Köln. Ford-Vertriebsdirektor Jürgen Stackmann registriert beim neuen Mondeo ein neues Käuferverhalten: "Uns liegen rund 1000 Blindbestellungen vor, das gab es bisher noch nicht bei Ford." Beim Händler vor Ort hapert es jedoch mit der optimalen Kundenansprache. So belegten die Kölner bei der von Automobilwoche und MSU Consulting durchgeführten Mystery-Shopping-Studie den letzten Platz.
"Die Produkte stimmen, wir müssen nun am Faktor Mensch arbeiten", gesteht Stackmann. Zunächst soll das 42-tägige Schulungsprogramm "Mit Ford an die Spitze" ausgeweitet werden. Wichtig für Stackmann ist, dass im Verkaufsgespräch künftig "zuerst über das Produkt und die Marke und erst anschließend über das Angebot gesprochen wird". Auch Volker Reichstein, Vorsitzender des Ford-Händlerverbands, räumt ein, dass die Klientel der neuen Modelle vom Verkäufer "psychologisch und soziologisch ein neues Auftreten erfordert". Die neuen Produkte sprächen Kunden an, die hochwertige Gebrauchtfahrzeuge in Zahlung geben möchten - ebenfalls eine neue Situation für Ford-Verkäufer. Stackmann kann sich daher vorstellen, "langfristig die Marge stärker an den Qualitätsfaktoren des Vertriebspartners" festzumachen.
Zunächst wollen die Kölner jedoch den Mondeo im Markt etablieren.
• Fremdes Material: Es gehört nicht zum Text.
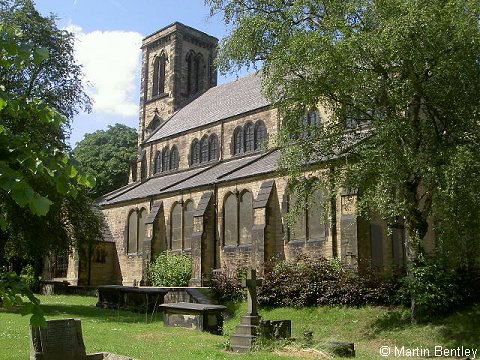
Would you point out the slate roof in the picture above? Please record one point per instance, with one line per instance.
(194, 178)
(218, 103)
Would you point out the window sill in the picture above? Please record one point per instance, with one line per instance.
(156, 97)
(132, 255)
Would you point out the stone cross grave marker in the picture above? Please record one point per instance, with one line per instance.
(61, 339)
(251, 283)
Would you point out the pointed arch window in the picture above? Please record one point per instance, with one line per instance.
(260, 134)
(188, 224)
(204, 149)
(135, 231)
(159, 65)
(165, 159)
(195, 152)
(143, 166)
(249, 137)
(213, 148)
(173, 161)
(311, 221)
(190, 70)
(176, 227)
(238, 140)
(157, 162)
(230, 220)
(246, 217)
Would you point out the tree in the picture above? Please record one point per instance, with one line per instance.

Dabei sollen speziell Kunden angesprochen werden, die "anders mit der Mehrwertsteuer umgehen können" (Stackmann), also gewerbliche Nutzer. "Die Händler müssen sich ganz klar daran ausrichten", bestätigt Reichstein. So werden diese Kunden beispielsweise vor Ort besucht und "können in der Mittagspause eine Probefahrt machen", erklärt Stackmann.